Bike blog, highway expansion & CNG

Bullies suck.

Lockwood Lane is a 30 mph residential street with 3,500 vehicles per day during the week, much less on a holiday weekend. My daughter and I biked down this lane last week when she fell over in the street.

Enter Mr Dude with the monstrous diesel powered dualie driving behind us. He slows a little, decides my 10 year old daughter is taking too long picking herself up off of the street, blares his horn, then guns his engine and roars past us. What a dork.


We have some individuals out there who think Caltrain’s budget problems are due to financial mismanagement. Caltrain moves 36,000 people each day on an annual budget of less than $100 million, 60% of which is provided by the three county agencies that own the commuter rail line. (Compare against the $300 million annual budget for the California Highway Patrol Golden Gate Division traffic operations, or Caltrans District 4 $1 billion operating budget). For Fiscal 2011, those agencies are pulling $30 million of that funding in response to their own fiscal problems. Caltrain has the same problem many of us as individuals have these days: We suddenly have a lot less cash to spend. A big part of their challenge is that Caltrain is already a lean operation — there really is very little fat to cut. Green Caltrain has a couple of ideas on saving money, especially from SamTrans (and have you seen SamTrans fleet of shiny brand new buses? Wow!)

Murph points out that if (or when?) Caltrain goes away, you need to add 2.5 lanes of freeway to Highway 101 and / or I-280 from San Jose to San Francisco to handle the increased traffic. At a cost of $48 million per lane per mile (SF Bay Area highway construction costs), you need $6 billion to add those lanes for the 50 mile distance between San Jose and San Francisco. That’s assuming the right of way can be acquired (good luck). With or without these added lanes, you’ll still have added public expense through more delays, more traffic collisions, more strain on local roads feeding the highways, and more deleterious health effects from the added traffic and pollution.


In other transit news, I had a good conversation with Santa Cruz Metro operations manager Ciro Aguirre the other day. Some news and info from him:

  • The engine reliability on their latest batch of buses used for the popular Highway 17 Express service has been “disappointing,” which explains the spate of breakdowns over the past few months. The John Deere engines used in these coaches apparently must operate within very tight tolerances, and when a sensor goes haywire somewhere the computer shuts the whole engine down. Ciro says he plans to reprogram the computers on those engines after the warranty expires.
  • Before that happens, Santa Cruz Metro received a grant and have ordered 5 brand new buses. With different engines in them.
  • In the context of service reductions, I asked about doing something like VTA did with their community shuttle buses. These are smaller buses to service lower ridership routes that are ostensibly less expensive to operate. Ciro smiled and told me, “No, not really.” VTA had to build and entire new maintenance infrastructure for the gasoline engine community buses. They’re less durable and, hence, more expensive to maintain than larger, diesel engine coaches. The expected cost savings from lower paid drivers on these bus routes didn’t pan out because their operators wanted the same pay for driving no matter what the bus looks like.
  • Santa Cruz Metro uses compressed natural gas (CNG) to fuel its coaches. The agency picked CNG for several reasons, but there is a big drawback that nobody mentions: CNG results in reduced engine life. According to Ciro, a bus diesel engine generally lasts about 400,000 miles before it needs an overhaul. With their extensive experience with CNG, Santa Cruz Metro has found they need to overhaul the engine after only 240,000 miles.

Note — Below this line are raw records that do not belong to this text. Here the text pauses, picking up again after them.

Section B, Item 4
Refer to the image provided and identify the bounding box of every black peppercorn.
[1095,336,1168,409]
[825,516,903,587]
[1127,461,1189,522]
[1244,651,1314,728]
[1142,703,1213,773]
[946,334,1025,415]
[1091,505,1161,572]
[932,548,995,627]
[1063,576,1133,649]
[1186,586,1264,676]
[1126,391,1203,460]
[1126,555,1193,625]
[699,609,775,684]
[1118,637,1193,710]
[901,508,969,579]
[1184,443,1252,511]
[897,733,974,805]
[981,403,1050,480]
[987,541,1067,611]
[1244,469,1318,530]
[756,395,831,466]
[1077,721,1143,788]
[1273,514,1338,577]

Well, this was supposed to be one of those catch all posts with links out to everything else, but I focused on public transit instead. I’ll save the links for another post.

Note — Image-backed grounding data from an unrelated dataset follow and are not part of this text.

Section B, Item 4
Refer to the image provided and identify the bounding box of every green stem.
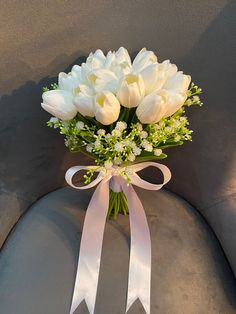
[108,190,129,219]
[124,108,130,123]
[119,107,127,121]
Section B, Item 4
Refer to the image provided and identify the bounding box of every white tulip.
[163,71,191,94]
[110,62,131,79]
[58,71,80,94]
[89,69,119,93]
[74,85,95,117]
[140,60,178,95]
[104,51,116,69]
[117,74,145,108]
[41,90,77,120]
[71,65,82,81]
[105,48,131,78]
[94,91,120,125]
[115,47,131,65]
[161,90,187,118]
[105,48,131,69]
[80,63,94,86]
[86,49,106,69]
[115,47,132,72]
[160,72,191,117]
[136,93,166,124]
[140,63,166,95]
[132,48,157,72]
[158,60,178,78]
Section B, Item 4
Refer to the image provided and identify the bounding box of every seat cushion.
[0,187,235,314]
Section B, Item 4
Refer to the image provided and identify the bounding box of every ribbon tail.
[122,183,151,314]
[70,180,110,314]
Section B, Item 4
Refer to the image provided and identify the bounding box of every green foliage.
[51,83,59,90]
[43,83,59,93]
[185,82,203,106]
[46,83,203,195]
[43,86,49,92]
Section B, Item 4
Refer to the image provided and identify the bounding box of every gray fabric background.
[0,0,235,275]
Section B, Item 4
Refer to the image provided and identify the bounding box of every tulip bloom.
[140,60,178,95]
[140,63,165,95]
[41,90,77,120]
[158,60,177,79]
[162,72,191,117]
[58,71,81,94]
[94,91,120,125]
[86,49,106,69]
[74,85,95,117]
[163,71,191,94]
[89,69,119,94]
[107,47,132,78]
[115,47,131,66]
[117,74,145,108]
[162,91,187,118]
[136,93,166,124]
[132,48,157,73]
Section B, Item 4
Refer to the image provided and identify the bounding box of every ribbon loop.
[129,162,171,190]
[65,166,111,189]
[66,162,171,314]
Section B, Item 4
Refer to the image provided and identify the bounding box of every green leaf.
[135,153,167,163]
[43,86,49,92]
[157,141,183,149]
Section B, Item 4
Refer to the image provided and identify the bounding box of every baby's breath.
[46,83,202,183]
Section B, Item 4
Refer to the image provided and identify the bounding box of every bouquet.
[41,47,202,314]
[42,47,202,219]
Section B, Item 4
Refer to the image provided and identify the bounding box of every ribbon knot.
[66,162,171,314]
[109,166,122,176]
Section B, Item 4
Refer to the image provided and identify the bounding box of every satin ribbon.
[65,162,171,314]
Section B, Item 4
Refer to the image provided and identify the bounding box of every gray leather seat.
[0,187,235,314]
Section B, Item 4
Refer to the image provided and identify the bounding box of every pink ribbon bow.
[65,162,171,314]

Oh, and *ahem* — don’t forget THE CONTEST. and Thank you for reading.

5 Comments

  1. Rafael Mandelman, District 8 Supervisor Candidate in San Francisco, was asked at a debate (along with the other candidates) to give one of his “out of the box ideas”.

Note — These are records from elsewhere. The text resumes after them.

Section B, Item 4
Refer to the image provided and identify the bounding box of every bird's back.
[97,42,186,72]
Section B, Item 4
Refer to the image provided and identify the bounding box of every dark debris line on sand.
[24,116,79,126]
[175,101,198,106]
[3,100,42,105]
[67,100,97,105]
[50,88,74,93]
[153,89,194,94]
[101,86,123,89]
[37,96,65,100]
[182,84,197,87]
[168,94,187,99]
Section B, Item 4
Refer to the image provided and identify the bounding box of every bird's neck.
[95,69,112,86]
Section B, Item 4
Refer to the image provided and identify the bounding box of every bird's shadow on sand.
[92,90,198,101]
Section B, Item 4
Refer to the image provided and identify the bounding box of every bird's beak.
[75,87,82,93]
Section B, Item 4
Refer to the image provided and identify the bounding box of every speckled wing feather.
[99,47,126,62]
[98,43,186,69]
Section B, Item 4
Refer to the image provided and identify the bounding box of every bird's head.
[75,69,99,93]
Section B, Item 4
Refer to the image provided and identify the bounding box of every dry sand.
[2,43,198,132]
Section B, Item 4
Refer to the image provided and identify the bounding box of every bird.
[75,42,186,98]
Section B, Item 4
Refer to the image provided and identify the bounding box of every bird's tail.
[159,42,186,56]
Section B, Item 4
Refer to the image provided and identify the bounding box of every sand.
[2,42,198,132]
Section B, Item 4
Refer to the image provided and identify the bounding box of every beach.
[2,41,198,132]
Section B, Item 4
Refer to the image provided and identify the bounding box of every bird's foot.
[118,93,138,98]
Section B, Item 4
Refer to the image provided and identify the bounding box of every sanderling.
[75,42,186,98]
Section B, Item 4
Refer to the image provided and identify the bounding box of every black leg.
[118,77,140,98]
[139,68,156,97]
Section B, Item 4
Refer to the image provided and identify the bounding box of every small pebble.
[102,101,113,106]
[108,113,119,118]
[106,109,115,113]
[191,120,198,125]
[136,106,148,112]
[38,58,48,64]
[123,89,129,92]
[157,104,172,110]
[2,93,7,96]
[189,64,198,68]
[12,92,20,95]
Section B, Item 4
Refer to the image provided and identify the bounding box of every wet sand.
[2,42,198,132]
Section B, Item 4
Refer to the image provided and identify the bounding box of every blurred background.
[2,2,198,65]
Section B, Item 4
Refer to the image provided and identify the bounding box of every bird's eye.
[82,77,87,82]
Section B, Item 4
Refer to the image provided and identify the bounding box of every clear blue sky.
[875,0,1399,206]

    His was a fleet of small buses to serve the Twin Peaks area.

    Politicians.

  2. Wow, I'm so impressed by a guy who can demonstrate that he's more macho than a 10-year-old girl. [/sarcasm]

    Where were those Deere engines made, do you know? Weren't they shuttering plants like crazy and going overseas recently?

  3. Don't you just want to scream “Hey dude in the monstrous diesel powered dualie! Stop being such a friggin' stereotype.”

    Daughter must be OK or you'd have mentioned it. If it will help her heal, point out that boys dig scars.

  4. Rafael Mandelman, District 8 Supervisor Candidate in San Francisco, was asked at a debate (along with the other candidates) to give one of his “out of the box ideas”.